Madeline Arnold’s day is done much earlier than it used to be.
By 1:30 p.m., she has attended all her online classes and, usually, finished all her homework. Before the virus, she would have headed to Holy Cow in Del Ray for burgers with her three best friends.
She wiles away each afternoon a little differently these days: episodes of “Grey’s Anatomy,” running laps on a track, video games with her parents, writing songs.
And reading. She is almost done with Jennifer Niven’s “Holding Up the Universe,” which she was always too busy to start before.
“It’s kinda weird,” she said, “because you have more free time, but you don’t have anything to do.”
Maria White’s husband finishes work at 3 p.m., allowing hers to begin. She plunges into virtual staff meetings, heading to her bedroom and closing the door to ensure quiet.
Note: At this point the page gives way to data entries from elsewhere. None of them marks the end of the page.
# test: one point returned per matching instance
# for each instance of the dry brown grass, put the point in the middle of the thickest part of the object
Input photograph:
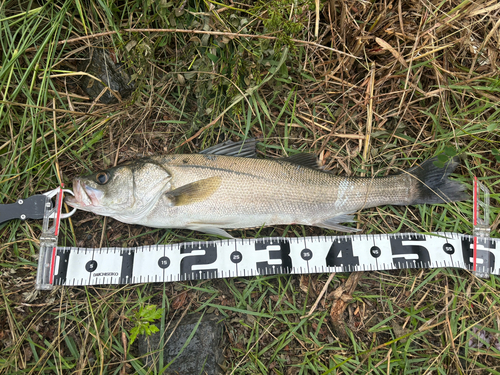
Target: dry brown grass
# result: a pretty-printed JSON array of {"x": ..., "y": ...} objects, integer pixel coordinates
[{"x": 383, "y": 85}]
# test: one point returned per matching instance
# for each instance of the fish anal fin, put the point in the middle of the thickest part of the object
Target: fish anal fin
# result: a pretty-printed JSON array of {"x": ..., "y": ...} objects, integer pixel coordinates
[
  {"x": 194, "y": 192},
  {"x": 304, "y": 160},
  {"x": 333, "y": 223}
]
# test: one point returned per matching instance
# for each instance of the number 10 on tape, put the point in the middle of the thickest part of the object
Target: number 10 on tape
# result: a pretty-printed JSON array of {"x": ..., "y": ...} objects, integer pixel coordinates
[{"x": 266, "y": 256}]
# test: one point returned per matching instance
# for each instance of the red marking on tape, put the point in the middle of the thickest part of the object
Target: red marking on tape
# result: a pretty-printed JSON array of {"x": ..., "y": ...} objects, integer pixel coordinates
[
  {"x": 52, "y": 266},
  {"x": 56, "y": 232},
  {"x": 58, "y": 214},
  {"x": 474, "y": 210}
]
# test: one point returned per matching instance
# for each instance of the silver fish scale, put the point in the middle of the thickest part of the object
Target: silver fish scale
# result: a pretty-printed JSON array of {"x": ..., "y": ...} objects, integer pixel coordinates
[{"x": 257, "y": 191}]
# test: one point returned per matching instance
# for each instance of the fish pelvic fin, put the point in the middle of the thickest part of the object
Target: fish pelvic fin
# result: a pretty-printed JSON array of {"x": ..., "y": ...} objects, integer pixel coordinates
[
  {"x": 194, "y": 192},
  {"x": 333, "y": 223},
  {"x": 431, "y": 183}
]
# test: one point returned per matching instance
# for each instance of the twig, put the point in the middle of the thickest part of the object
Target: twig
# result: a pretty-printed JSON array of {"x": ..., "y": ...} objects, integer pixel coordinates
[
  {"x": 183, "y": 31},
  {"x": 323, "y": 291}
]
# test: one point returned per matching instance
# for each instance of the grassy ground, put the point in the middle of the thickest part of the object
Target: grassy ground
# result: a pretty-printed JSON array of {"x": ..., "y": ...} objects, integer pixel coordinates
[{"x": 372, "y": 87}]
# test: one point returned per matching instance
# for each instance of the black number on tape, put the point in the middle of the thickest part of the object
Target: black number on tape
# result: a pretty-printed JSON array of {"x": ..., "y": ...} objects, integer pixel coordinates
[
  {"x": 62, "y": 272},
  {"x": 236, "y": 257},
  {"x": 278, "y": 251},
  {"x": 448, "y": 248},
  {"x": 483, "y": 256},
  {"x": 341, "y": 255},
  {"x": 375, "y": 251},
  {"x": 163, "y": 262},
  {"x": 410, "y": 250},
  {"x": 306, "y": 254},
  {"x": 190, "y": 261}
]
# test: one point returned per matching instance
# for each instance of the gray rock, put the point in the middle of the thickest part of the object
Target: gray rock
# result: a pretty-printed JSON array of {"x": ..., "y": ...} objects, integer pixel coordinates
[
  {"x": 203, "y": 354},
  {"x": 101, "y": 65}
]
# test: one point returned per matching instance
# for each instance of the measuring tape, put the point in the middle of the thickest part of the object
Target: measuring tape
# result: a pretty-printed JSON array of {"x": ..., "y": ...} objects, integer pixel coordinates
[{"x": 74, "y": 266}]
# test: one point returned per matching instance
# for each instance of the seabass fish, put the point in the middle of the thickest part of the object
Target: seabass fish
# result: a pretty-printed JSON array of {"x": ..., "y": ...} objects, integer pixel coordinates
[{"x": 215, "y": 190}]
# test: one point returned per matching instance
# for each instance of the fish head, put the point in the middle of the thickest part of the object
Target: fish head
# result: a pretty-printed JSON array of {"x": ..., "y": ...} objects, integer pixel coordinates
[{"x": 127, "y": 192}]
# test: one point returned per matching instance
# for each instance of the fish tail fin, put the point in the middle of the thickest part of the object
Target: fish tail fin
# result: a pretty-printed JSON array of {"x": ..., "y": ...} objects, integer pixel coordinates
[{"x": 431, "y": 183}]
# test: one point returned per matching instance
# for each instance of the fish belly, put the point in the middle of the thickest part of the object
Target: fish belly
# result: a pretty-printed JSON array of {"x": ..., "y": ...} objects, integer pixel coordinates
[{"x": 255, "y": 193}]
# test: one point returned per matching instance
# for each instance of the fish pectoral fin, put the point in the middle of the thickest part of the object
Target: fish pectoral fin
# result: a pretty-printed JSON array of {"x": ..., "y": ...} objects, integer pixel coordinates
[
  {"x": 333, "y": 223},
  {"x": 303, "y": 159},
  {"x": 210, "y": 230},
  {"x": 194, "y": 192},
  {"x": 244, "y": 149}
]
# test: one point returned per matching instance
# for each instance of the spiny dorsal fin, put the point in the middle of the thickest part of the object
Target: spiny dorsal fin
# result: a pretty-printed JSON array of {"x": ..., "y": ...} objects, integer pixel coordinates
[
  {"x": 243, "y": 149},
  {"x": 303, "y": 159},
  {"x": 194, "y": 192}
]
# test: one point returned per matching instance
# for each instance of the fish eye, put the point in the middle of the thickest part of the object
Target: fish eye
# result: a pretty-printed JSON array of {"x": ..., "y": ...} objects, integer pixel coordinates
[{"x": 102, "y": 178}]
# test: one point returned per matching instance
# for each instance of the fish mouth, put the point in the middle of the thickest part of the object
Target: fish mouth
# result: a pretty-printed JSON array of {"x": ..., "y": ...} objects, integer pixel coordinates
[{"x": 85, "y": 195}]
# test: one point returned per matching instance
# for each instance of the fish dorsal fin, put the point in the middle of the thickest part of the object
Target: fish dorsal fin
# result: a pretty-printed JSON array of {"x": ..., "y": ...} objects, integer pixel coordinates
[
  {"x": 303, "y": 159},
  {"x": 194, "y": 192},
  {"x": 243, "y": 149}
]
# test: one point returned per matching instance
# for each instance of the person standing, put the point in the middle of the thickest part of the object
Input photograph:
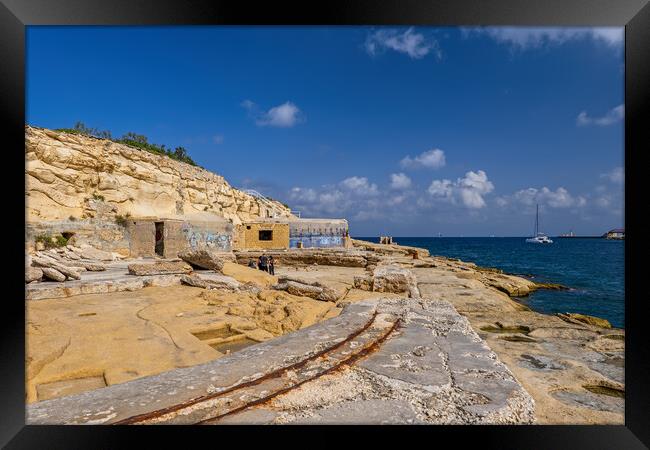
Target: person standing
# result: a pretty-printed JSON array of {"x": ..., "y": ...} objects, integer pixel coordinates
[{"x": 262, "y": 263}]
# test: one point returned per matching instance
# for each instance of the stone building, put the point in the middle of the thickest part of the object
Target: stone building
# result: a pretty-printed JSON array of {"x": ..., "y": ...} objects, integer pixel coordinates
[
  {"x": 264, "y": 234},
  {"x": 168, "y": 237},
  {"x": 319, "y": 233}
]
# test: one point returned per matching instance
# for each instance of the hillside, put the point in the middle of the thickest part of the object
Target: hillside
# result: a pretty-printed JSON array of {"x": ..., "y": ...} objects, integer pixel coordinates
[{"x": 65, "y": 172}]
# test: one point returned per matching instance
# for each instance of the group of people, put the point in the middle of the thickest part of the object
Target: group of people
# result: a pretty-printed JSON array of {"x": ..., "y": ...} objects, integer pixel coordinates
[{"x": 265, "y": 263}]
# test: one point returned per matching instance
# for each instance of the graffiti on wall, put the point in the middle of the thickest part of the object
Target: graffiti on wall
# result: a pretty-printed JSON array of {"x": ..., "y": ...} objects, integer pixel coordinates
[
  {"x": 317, "y": 241},
  {"x": 317, "y": 236},
  {"x": 200, "y": 238}
]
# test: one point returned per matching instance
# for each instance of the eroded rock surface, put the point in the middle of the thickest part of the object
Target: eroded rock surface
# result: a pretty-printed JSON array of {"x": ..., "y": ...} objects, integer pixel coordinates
[
  {"x": 159, "y": 268},
  {"x": 66, "y": 173}
]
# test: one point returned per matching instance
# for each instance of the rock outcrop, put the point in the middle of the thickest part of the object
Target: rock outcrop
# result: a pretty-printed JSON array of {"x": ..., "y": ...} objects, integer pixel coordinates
[
  {"x": 67, "y": 173},
  {"x": 303, "y": 288},
  {"x": 159, "y": 268}
]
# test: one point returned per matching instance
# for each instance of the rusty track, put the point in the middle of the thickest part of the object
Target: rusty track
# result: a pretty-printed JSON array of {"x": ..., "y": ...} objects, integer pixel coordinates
[
  {"x": 347, "y": 362},
  {"x": 274, "y": 374}
]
She examines students’ responses to the day’s assignments, offering feedback in comments she hopes they read. She develops homework for the next day. She videotapes herself reading books. (She is terrible, she has learned, at doing voices.) She messages parents: Could you access Google Classroom today? How did your child feel about the workload — too much? Too little?
“The hardest thing is not being able to individualize instruction,” she said. “Some kids need extra review on certain skills, and in a classroom, you would just pull them over.”
That’s impossible now. White likes the convenience of asynchronous learning, she said, but she is planning optional 9:30 a.m. video calls.
Kaitlin Reilly would like that, she said.
It would be good to see her friends. And she is used to video calls: That’s how she visits with her grandparents.
In evening FaceTimes, she tells them about her day and what she is learning. She tells them that she loves them and that they have to stay healthy.
Later, she confides to her journal, which she started a few weeks ago.
“This is like a piece of history,” Kaitlin said, “so I thought I should keep a diary.”
She writes until she’s too sleepy to hold the pen. Then, she turns off the lights.